Death and resurrection is the pattern we all follow. For Paul, the death which we participate in is the death of the old self. This is why he says that whoever has died is free from sin. Our spiritual death is a setting free of our new self. As Christ himself said, we are like a seed which must fall to the ground and die so that we may grow into something new. A seed can remain a seed forever. But until it dies it will never become what it was destined to be. 

If we have died with Christ, we believe that we will also live with him. The seed which has fallen to the ground and died emerges as something magnificently more. The death Christ died, he died to sin, once for all; but the life he lives, he lives to God. So we also must consider ourselves dead to sin and alive to God in Christ Jesus. 

The resurrection of Christ is what makes it possible for us to live into our new selves. It is what makes it possible for spring to arise out of the tomb of winter. It exists eternally in every moment and is the foundation of all the beautiful creation we are surrounded by. Therefore, we should not fear death. The promise of resurrection is an eternal truth, one which is so much more than us and yet touches us in the most personal way. 

It is an eternal truth which we have access to, which we can participate in. The choice to remain a seed is yours to make, so is the choice to pick up your cross and follow Christ to calvary. Those who would choose to save their lives will lose them instead, but those who choose to let go of their old self, who they have always been and who they are comfortable being, will be given the eternal life of Christ. 
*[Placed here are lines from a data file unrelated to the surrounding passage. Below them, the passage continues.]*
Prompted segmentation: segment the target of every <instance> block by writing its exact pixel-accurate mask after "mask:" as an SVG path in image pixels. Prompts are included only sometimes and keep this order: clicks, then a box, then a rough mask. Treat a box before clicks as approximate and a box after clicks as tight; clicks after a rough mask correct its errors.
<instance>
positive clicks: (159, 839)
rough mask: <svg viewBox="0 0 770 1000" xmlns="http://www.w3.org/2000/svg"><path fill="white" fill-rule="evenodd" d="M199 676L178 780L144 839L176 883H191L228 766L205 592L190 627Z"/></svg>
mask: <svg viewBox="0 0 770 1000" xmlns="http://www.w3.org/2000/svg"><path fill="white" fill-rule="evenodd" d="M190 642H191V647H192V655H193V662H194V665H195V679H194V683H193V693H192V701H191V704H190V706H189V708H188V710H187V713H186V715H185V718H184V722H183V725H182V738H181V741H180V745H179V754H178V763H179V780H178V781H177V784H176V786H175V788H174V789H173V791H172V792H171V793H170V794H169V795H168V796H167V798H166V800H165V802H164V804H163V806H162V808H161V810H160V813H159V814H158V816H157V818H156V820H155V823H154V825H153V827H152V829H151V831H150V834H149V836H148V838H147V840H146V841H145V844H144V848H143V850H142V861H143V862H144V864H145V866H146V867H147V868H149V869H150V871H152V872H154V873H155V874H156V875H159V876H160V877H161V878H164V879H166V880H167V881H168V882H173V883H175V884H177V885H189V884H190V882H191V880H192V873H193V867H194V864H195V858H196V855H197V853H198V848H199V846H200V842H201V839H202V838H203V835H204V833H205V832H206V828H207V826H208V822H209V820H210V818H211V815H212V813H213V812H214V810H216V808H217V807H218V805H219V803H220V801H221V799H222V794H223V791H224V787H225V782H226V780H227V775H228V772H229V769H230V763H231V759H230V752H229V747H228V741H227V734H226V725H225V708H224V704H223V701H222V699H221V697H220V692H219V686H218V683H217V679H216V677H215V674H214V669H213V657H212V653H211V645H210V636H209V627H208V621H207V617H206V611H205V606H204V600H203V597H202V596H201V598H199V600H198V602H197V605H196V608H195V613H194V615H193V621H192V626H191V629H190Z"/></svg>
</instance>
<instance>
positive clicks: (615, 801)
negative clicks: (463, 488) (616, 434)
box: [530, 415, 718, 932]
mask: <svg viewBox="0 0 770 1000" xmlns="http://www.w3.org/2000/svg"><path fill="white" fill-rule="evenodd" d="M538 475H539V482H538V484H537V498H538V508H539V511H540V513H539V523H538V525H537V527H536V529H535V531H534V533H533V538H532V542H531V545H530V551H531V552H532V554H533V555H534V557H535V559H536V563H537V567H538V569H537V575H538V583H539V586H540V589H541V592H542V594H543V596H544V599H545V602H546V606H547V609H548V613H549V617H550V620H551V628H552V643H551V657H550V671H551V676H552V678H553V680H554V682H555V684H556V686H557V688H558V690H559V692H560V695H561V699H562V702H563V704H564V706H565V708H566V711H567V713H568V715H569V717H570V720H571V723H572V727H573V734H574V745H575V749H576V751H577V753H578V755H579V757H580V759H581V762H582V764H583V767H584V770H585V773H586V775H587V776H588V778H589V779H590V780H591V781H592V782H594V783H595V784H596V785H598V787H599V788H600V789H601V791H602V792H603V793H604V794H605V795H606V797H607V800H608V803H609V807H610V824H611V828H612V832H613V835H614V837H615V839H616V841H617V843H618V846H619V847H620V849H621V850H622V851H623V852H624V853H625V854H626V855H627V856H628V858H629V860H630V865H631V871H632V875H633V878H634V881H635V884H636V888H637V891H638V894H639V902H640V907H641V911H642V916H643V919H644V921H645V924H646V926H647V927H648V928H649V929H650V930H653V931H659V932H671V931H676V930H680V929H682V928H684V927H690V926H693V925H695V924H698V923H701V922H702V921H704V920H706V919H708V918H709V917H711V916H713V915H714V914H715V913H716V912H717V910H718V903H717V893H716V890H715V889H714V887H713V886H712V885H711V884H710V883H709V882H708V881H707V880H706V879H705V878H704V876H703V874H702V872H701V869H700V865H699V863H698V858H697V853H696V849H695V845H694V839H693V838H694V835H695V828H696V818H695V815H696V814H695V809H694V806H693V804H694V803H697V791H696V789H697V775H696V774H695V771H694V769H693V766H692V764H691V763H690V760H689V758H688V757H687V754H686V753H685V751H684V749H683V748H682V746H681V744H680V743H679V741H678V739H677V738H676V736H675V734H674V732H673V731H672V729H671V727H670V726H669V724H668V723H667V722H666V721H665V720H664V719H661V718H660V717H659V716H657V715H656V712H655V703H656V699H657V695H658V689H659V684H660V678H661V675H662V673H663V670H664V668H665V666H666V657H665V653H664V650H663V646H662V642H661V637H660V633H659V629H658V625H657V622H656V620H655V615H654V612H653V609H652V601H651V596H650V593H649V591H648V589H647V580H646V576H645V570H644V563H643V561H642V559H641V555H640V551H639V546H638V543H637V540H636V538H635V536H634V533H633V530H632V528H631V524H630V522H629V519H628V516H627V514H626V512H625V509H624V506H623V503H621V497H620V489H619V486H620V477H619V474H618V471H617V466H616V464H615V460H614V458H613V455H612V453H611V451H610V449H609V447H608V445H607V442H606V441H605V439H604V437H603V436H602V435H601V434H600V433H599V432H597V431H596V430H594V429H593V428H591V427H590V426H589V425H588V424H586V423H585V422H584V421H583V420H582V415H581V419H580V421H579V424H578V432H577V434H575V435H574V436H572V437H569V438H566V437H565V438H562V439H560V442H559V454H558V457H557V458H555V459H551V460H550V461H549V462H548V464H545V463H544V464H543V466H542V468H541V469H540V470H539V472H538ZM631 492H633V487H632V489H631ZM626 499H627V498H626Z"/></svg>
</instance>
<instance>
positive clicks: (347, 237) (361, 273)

The eternal principle of resurrection is the free gift of God. It can be found in any land. It can be accessed by any person. We live in a world which operates on the principle of death and resurrection. We can see it with every passing generation, how the faces of our ancestors emerge in the faces of our grandchildren. We are part of the circle of life and we participate in the pattern by necessity. The choice is ours whether we want to embrace that reality or not. 

If we cling too tightly to our old selves, or our old traditions, then we cannot be reborn. If we are not willing to die then we will never truly live. God has made the world in such a way that everything has its time. We come into being and we pass away. The gospel teaches us that this is not in vain. Death and resurrection are the means by which God creates, and what is worth keeping from the old can always be carried into the new.